Grand, bien découplé, solide encore malgré l’âge, anarchiste, — qu’on dit —, il avait durant des années tiré le harnais de besognes diverses, écrivant par-ci, cheminant par-là, n’ayant pour richesses que ses yeux clairs, son vert, langage, un cynisme à base de candeur. Ce ne sont pas de telles qualités qui vous font décrocher la gloire. Un peu moins de talent et un peu plus de « savoir y faire » vaut mieux. Marc Stéphane, lui, n’en à jamais eu.

Or l’autre année, il publia Ceux du trimard, son histoire. C’était musclé, coloré, juteux, avec un mouvement de tous les diables. Léon Daudet le lut, s’emballa, trompeta son emballement. Voilà notre homme lancé ! Lui, sagement, se retire dans son jardin, le cultive et, végétarien, ne mange que ses fruits. Le soir, il philosophe avec sa femme, ou bien écrit.

Et voici le miracle. : Marc Stéphane publie ces jours-ci, Verdun, ma dernière relève du Bois des Caures. On ne peut pas dire que pour une fois — le hasard l’aidant — il n’ait pas eu le sens de l’opportunité. Toute notre critique, tous nos courriéristes littéraires, et une grande part de là publicité de certains éditeurs sont accrochés à des livres de guerre, qui viennent de l’autre côté du Rhin : celui de Remarque, qui est une oeuvre de premier ordre, et l’autre, Guerre, qui. est le néant du néant. On annonce Classe 22 et d’autres cadets. Oui, mais voilà ! Tandis que tout Paris n’a d’yeux que pour ces traductions, le livre de Marc Stéphane passe quasiment inaperçu. Quelle stupidité ! Quelle injustice ! Il n’y a donc plus, à Paris, de critiques indépendants et qui lisent ?

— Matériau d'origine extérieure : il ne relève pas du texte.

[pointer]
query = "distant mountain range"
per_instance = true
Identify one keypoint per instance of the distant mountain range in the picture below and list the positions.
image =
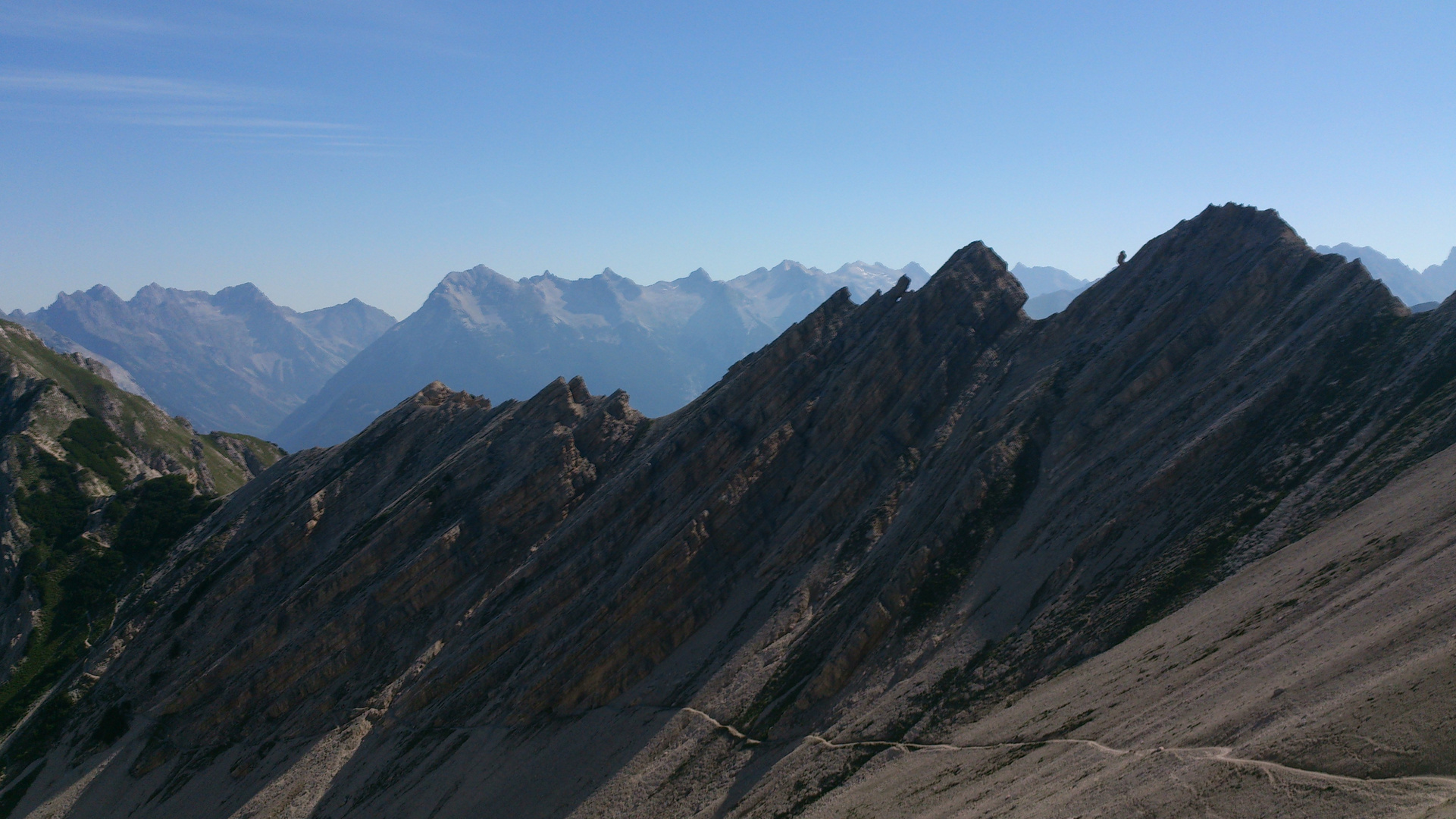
(232, 360)
(236, 360)
(494, 335)
(1179, 550)
(1416, 289)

Car Ma dernière relève au Bois des Caures est un des rares livres de guerre qui doivent rester. Cela est vu, senti, transcrit de façon goguenarde et impitoyable. L’action, qui se passe en cinq jours, vous en apprend plus sur la guerre que ces prétendus reportages objectifs qui ont la prétention d’embrasser toutes les hostilités et ne sont qu’un tissu de platitudes. Le livre de Marc Stéphane crie la vérité. Pas de pitié ridicule, pas de bourrage de crâne, pas de plaidoyer en faveur des petits ou des grands : la vérité ! C’est ça. C’est cinq journées en enfer, avec la gouaille, le cran, le mépris, la grossièreté et la bonhomie que cela comporte.

Pour le style, quel régal ! La langage est dru, dense, vert, cynique. Quand le français ni l’argot n’y peuvent aller, l’auteur forge ses mots à la manière des grands bonshommes du seizième siècle, les Amyot, les Rabelais, les Montaigne ; il n’est pas une page, pas une phrase qui soient indifférentes. Combien de livres peuvent mériter un tel éloge ?

Pisanello

L’Européen, 30 octobre 1929, p. 11.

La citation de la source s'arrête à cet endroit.